Unfinished business consisted of Holstine making the board aware of the receiving and compliance with the first set of interrogatories relating to the PSC investigation. Two requests have been made to the PSC, one to access the remaining funds in the construction escrow, tied to the investigation, and the other is the $2.2 million in the closure/post closure escrow which is tied to the rate case. Holstine has preliminarily discovered the funds in the construction escrow should be ordered to be release within the next couple weeks. “Now that’s not the big money but that will go a long way helping us address some of these issues we have with day to day conditions,” he explained. This money would serve as reimbursements for some of the work that has been done and paid for out of general funds. Holstine has been asked to move forward with writing a request letter for the $2.2 million, which gave him a positive outlook for the rate case and accessibility. “If that occurs, we will be able to go to bid immediately on construction of the next cell, which is desperately needed, and will let us kind of abandon that top once it’s completed.” Issues on top can then be addressed in regards to leachate generation which will assist in the financial situation.

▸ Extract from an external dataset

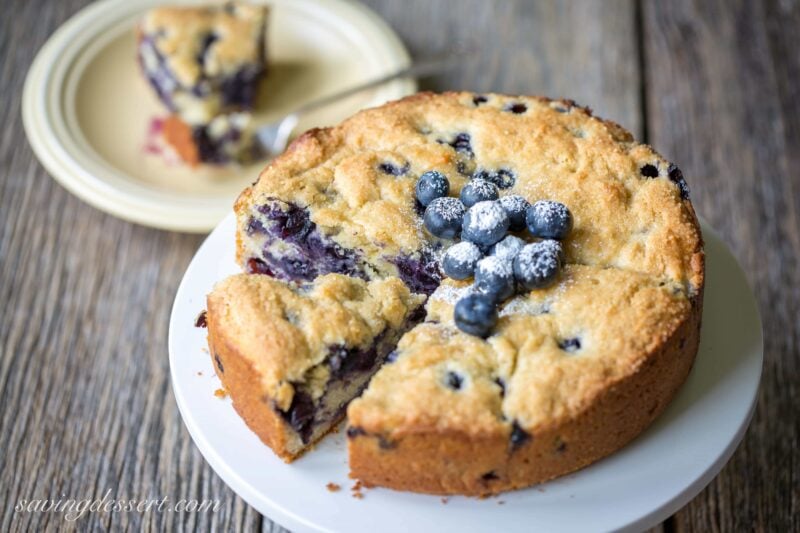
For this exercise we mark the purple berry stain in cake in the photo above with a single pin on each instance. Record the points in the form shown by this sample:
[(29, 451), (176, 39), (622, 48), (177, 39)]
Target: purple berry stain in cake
[(295, 249), (421, 273)]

The engagement letter for the fiscal year 2019 audit has been signed which will help get the landfill caught up. Holstine expects it to be a thorough audit, though he welcomes the opportunity of another professional’s input on the financials that can assist the landfill to get back on track. Keller and Helmick have already begun sending information via electronic documents so the audit can begin due to the COVID-19 restrictions.
Public comments followed with Commissioner Moore thanking Holstine for his work on the Tucker County Landfill and his contribution to the sewage meeting. Hinkle also wished to express her gratitude to the employees of the landfill.
The next meeting for the Tucker County Solid Waste Authority will be Monday, April 20 at 3 p.m. It is unknown at this time if it will be at the landfill office or via teleconference.